Gémino recurrió a una expresión de asombro de su variado repertorio.

—¿Cómo te has enterado de eso?

Cerré los ojos.

—Dejémonos de comedias, ¿de acuerdo? ¡Desembucha! —le espeté.

—Es muy sencillo —accedió por fin—. Esa gente que quiere hablar contigo es una pareja. Se llaman Casio Caro y Ummidia Servia. No son muy conocidos entre la plebe, pero en el gremio se consideran personas influyentes. Tienen una mansión con una galería de arte privada, un lugar muy agradable cerca de la Vía Flaminia. Coleccionan esculturas. Festo los había interesado en la adquisición del Poseidón.

—¿Hasta qué punto los había interesado? —inquirí, con voz ya quejumbrosa.

—No podían estarlo más.

—Y a las personas influyentes no les gusta que las estafen, ¿verdad?

—Exacto. Sobre todo si tienen intención de continuar como coleccionistas… lo cual acarrea ciertos riesgos, como bien conoces. La gente desea hacerse una buena reputación y no le gusta que sus errores lleguen al conocimiento público.

—¿De veras los estafó mi hermano? —pregunté.

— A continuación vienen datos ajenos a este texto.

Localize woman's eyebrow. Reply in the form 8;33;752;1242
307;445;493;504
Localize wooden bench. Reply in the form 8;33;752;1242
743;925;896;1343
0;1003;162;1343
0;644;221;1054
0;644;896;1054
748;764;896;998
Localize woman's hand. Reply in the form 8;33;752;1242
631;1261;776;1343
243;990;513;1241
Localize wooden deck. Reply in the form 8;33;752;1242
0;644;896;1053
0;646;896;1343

—Supongo que sí. Desde luego, Caro y Servia esperaban recibir la mercancía. Pero, entonces, Festo perdió el barco y no pudo entregarla.

—¿Seguro que la habían pagado por anticipado?

—Me temo que sí.

Hice una mueca y murmuré:

—Entonces, no hay duda de que fueron estafados… y de que tienen derecho a reclamarnos. ¿Y cuánto, si no es demasiado preguntar, exigen que reúna este par de honrados intermediarios?

—¡Oh…! Medio millón, pongamos… —musitó mi padre.